New Zealand shares edged up to a new five-year high as rural services company PGG Wrightson continued its ascent and Air NZ confirmed its guidance for a jump in full-year earnings.
The NZX 50 Index rose 2.54 points, or 0.1 percent, to 4012.15, the highest close since January 3, 2008. Within the index, 24 stocks rose, 17 fell and nine were unchanged. Turnover was $85.7 million.
Wrightson rose 2.8 percent to 37 cents, a level it last reached on October 10.
Fonterra's unit were priced this week at the top end of the range.
Air NZ rose 2 percent to $1.27, matching its close of October 9 which was the highest since March 2011.
The company reiterated its target for full-year earnings to more than double, driven by a rebound in the first six months of the year.
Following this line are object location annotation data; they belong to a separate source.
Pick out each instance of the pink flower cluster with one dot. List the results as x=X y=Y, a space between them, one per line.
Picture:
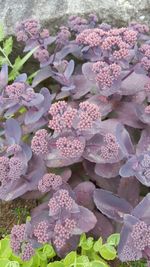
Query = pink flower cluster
x=41 y=232
x=70 y=147
x=106 y=74
x=39 y=144
x=63 y=36
x=49 y=181
x=27 y=252
x=77 y=24
x=59 y=201
x=15 y=90
x=42 y=55
x=111 y=147
x=65 y=117
x=63 y=232
x=145 y=50
x=10 y=169
x=19 y=244
x=116 y=41
x=140 y=235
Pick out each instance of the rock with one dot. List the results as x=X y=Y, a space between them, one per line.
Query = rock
x=54 y=12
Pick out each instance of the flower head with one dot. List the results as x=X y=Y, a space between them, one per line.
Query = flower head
x=59 y=201
x=106 y=74
x=49 y=181
x=41 y=232
x=70 y=148
x=39 y=144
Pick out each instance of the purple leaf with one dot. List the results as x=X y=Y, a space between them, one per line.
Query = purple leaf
x=86 y=220
x=69 y=70
x=12 y=131
x=84 y=194
x=42 y=75
x=111 y=205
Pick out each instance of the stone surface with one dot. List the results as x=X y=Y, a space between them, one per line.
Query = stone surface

Tourism Holdings, which merged its campervan rental business with two rivals last month, fell 1.4 percent to 73 cents after forecasting a first-half loss on costs of the transaction and changes to accounting treatment of its US fleet.
The net loss will be $500,000 to $1 million in the six months ended December 31, down from a year-earlier profit of $4.2 million, it said.
Sanford was unchanged at $4.45 after posting a 6.7 percent drop in full-year profit after it took charges on restructuring its Coromandel mussel farm and legal fees for its unsuccessful defence of claims it dumped waste oil off American Samoa.
A2 Corp rose 1.5 percent to 68 cents. The company indicated its capital structure is under review as the company considers growth opportunities.
The shares had been halted from trading pending a statement after a media report that it was seeking to raise as much as $200 million, which it denied.
Fletcher Building fell 1.6 percent to $7.85. Telecom rose 0.6 percent to $2.345,
Pumpkin Patch climbed 2.4 percent to $1.26 and Fisher & Paykel Healthcare rose 2.4 percent to $2.59.